Forcing his mind onto the paper in his hand, Felipe asked, “Can you describe how the magic smells? For our notes.”
“It stinks.” Oliver sniffed and blinked hard. “Whatever it is, it is so strong it could sear your nose hairs off. It amazes me that you can’t smell it.”
“All I could smell is blood and something bitter.”

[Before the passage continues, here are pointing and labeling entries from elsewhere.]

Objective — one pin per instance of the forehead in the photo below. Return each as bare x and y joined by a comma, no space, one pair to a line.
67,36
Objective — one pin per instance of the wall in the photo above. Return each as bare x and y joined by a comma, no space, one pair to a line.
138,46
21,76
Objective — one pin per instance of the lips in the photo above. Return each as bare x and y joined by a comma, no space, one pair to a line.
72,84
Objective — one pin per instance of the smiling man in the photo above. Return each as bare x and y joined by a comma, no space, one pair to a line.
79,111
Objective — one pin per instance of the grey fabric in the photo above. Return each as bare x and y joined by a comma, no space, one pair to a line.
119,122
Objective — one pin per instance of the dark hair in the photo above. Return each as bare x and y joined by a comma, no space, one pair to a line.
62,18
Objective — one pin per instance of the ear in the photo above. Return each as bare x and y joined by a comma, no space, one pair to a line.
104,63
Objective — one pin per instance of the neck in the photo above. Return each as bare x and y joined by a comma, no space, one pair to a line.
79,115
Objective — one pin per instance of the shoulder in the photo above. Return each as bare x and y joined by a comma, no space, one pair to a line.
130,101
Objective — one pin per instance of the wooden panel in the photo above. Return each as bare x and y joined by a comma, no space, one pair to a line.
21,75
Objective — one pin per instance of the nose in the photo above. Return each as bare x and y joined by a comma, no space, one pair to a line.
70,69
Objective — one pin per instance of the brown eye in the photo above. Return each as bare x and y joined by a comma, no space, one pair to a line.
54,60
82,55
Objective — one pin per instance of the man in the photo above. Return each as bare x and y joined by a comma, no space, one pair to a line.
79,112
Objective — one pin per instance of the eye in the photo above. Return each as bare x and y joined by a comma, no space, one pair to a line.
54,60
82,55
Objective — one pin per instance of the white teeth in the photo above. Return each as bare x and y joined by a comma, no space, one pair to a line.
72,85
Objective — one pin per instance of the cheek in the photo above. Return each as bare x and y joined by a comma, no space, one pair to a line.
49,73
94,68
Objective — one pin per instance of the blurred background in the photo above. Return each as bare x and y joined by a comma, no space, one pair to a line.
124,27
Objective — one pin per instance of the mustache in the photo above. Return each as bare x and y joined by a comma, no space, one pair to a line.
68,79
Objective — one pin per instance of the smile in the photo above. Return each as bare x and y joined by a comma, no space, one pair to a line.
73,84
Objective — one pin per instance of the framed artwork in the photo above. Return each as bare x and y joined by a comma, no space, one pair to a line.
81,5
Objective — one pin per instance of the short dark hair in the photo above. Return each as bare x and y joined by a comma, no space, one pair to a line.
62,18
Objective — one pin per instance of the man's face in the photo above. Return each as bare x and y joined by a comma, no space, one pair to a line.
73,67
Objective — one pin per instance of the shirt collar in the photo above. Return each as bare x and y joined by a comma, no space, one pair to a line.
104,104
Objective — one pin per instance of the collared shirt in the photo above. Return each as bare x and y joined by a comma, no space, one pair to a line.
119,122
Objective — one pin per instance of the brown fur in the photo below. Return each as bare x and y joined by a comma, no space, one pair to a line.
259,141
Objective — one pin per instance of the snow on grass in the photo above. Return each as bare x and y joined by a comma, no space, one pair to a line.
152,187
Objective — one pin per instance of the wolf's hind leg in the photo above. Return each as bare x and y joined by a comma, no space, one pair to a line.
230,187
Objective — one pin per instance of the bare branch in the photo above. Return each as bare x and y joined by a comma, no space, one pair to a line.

“I wouldn’t be surprised if the purge was mostly blood, considering what his blood vessels look like. I have to remember to take a sample before we pack him up. Either way, the magic on him doesn’t smell like blood or purge. It’s foul. It’s akin to burning rubber mixed with alcohol. There’s another scent under it, but I’m not sure what it is. It might be the bitterness you mentioned. God, I don’t want to, but let me try again.” Bracing himself, Oliver took another sniff, this time far from the purge on the dead man’s face. Oliver opened his mouth as if he might sneeze but forced it down with a grimace. “There’s definitely something bitter there too, almost medicinal. I hate to say it, but this doesn’t feel like a person’s magic.”
Felipe’s hand stilled. When he looked up from the page, he found Oliver’s dark brows knit in concern as he donned his gloves again. “You’re sure?”
“Unfortunately. Magic from individual people doesn’t linger like this. I can usually smell it in discrete areas where there’s an injury, but it isn’t this overwhelming, especially not this long after death. The fact that there’s so much of it and that it’s spreadacross his entire body makes me think it’s from something rather than someone.”